House of Assembly - Fifty-First Parliament, Second Session (51-2)
2008-04-01 Daily Xml

Contents

EDUCATION, SOCIOECONOMIC STATUS FUNDING MODEL

Mr PISONI (Unley) (17:18): Our federal education minister (Hon. Julia Gillard) has missed the point of the SocioEconomic Status (SES) funding model by planning to apply it to public schools in the same way as it has been previously applied to non-government schools. The system itself was successful under the previous government by encouraging significant investment into education and the growth of low-fee schools giving parents more choice. The SocioEconomic Status Index is the basis for federal funding of independent and Catholic schools. It links students' residential addresses to census data to obtain a profile of the school community and its ability to support financially a particular private school.
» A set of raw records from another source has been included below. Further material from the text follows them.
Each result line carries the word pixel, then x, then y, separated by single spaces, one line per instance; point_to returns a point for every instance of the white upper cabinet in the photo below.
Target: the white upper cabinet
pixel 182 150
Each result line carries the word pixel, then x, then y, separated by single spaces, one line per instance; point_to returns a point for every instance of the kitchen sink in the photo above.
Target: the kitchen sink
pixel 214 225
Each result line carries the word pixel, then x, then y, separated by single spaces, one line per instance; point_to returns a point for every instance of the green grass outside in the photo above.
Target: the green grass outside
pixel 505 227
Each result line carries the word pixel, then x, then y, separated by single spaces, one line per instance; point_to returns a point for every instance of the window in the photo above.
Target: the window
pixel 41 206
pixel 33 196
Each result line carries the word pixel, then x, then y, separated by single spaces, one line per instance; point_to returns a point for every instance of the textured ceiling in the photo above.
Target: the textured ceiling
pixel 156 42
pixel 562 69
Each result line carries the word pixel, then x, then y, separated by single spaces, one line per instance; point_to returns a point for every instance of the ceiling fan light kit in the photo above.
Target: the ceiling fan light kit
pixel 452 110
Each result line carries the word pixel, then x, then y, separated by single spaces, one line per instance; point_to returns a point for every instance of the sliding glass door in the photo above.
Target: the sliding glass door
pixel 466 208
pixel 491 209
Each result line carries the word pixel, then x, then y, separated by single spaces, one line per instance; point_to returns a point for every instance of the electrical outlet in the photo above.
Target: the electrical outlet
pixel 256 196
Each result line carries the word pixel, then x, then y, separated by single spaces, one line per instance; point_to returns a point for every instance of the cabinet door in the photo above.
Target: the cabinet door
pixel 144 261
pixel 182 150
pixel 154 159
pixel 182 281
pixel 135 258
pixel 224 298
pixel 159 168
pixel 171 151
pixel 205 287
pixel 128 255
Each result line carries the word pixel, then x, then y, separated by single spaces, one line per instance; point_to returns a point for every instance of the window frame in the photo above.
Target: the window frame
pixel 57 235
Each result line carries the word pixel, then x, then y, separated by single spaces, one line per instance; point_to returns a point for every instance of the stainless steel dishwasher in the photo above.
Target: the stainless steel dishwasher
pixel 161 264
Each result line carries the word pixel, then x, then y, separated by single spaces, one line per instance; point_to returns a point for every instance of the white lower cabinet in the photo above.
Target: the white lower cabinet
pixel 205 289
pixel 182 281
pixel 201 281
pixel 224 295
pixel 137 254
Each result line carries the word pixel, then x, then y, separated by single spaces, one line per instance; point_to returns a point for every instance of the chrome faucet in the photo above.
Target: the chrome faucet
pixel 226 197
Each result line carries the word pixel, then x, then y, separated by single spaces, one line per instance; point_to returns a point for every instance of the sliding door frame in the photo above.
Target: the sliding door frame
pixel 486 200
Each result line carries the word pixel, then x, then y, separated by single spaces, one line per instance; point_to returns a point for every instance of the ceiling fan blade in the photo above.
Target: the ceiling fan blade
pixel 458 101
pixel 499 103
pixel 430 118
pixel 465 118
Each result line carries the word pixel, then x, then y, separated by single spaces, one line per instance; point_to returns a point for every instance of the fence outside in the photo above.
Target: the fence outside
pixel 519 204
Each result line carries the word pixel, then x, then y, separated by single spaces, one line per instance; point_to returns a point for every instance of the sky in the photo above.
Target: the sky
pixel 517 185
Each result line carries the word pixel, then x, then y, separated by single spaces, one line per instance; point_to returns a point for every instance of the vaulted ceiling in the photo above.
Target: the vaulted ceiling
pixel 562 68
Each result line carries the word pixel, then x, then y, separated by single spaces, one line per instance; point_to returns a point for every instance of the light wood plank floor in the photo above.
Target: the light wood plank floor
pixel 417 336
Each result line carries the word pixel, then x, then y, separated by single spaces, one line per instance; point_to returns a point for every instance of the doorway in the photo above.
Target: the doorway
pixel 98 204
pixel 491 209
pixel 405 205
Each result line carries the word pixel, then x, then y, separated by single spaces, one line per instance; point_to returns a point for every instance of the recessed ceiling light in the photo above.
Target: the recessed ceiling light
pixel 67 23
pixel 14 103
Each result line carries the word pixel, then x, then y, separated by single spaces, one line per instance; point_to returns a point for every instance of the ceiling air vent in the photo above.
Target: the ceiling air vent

However, while the SES model has previously assisted in giving parents educational choice (and to a certain extent brought down some of the financial barriers), it was never designed to be applied across the board to address the imbalance in educational disadvantage. It was designed to give choice of education across a broader section of the community, which it was very successful in doing. I am not sure that I would agree that identifying schools requiring extra assistance is important. It is vital that every child be given the best possible chance in life through adequate education funding for public, independent and Catholic schools. However, the federal minister's reluctance to commit on the issue of extra funding as opposed to a redistribution of funds from areas perceived as being socioeconomically privileged in her model compared to those shown as less socioeconomically privileged is of concern.

Julia Gillard has referred to targeting those doing it tough in the Australian community, but this can be subjective, and in terms of education, as in most other things, it is not always postcode specific. For example, in my electorate of Unley, we have pockets and spatterings of Housing Trust and Aboriginal housing. We have many renters in the area and a number of our students at our public schools are on School Card. South Australian primary schools have already suffered major federal funding cuts with Kevin Rudd axing the Investing In Our Schools Program, and at a state level with significant reductions in physical education funding—that is, $14 million of reductions in physical education funding—and a renaming of the cut-price Premier's Be Active Challenge.

Dilapidated school facilities are an obvious and growing problem in South Australia and the new superschools will absorb a large amount of available funding. This will reflect in schools not involved in the superschools program, many of which are located in areas of Adelaide regarded as having a higher socioeconomic status. Educational disadvantage is reflected in low literacy and numeracy outcomes, not postcodes or socioeconomic status. Parents who choose (as I do) to send their kids to public schools deserve to know that minister Gillard's plans will not adversely affect the funding allocated to their education based on some misguided social engineering notion.

A sociological approach to educational disadvantage is flawed logically. Obviously many children will be suffering from different forms of educational disadvantage who do not live in poorer areas. Learning problems, substandard teaching and unstable home lives are not held in a monopoly by less affluent suburbs and can affect children's performance anywhere. Socioeconomic status is only one aspect of educational disadvantage. Testing of students at key stages of their educational process with programs to address the needs of disadvantage at an individual level is a way of tackling the educational disadvantage.

That is why the previous government introduced national benchmarks in literacy and numeracy and programs targeted at individual students such as the tutorial voucher initiative. These apply no matter where the student lives and evaluation of it has found that providing this one-to-one tuition is a most effective way of improving students' reading skills. It also found that the majority of students who received tuition improved their reading scores, with most of them improving their reading age by around 12 months. Parents and tutors were also impressed with the pilot program results.

It would not be fair or equitable to expect parents with children at public schools of high socioeconomic postcodes to plug the program funding gaps with higher fees. Providing this funding for schools is important and should not be at the expense of children at any other school. I have written to minister Gillard seeking her assurance that category six and seven schools such as many of those in Adelaide's eastern suburbs and my electorate of Unley will not be penalised because of the notional views of socioeconomic status.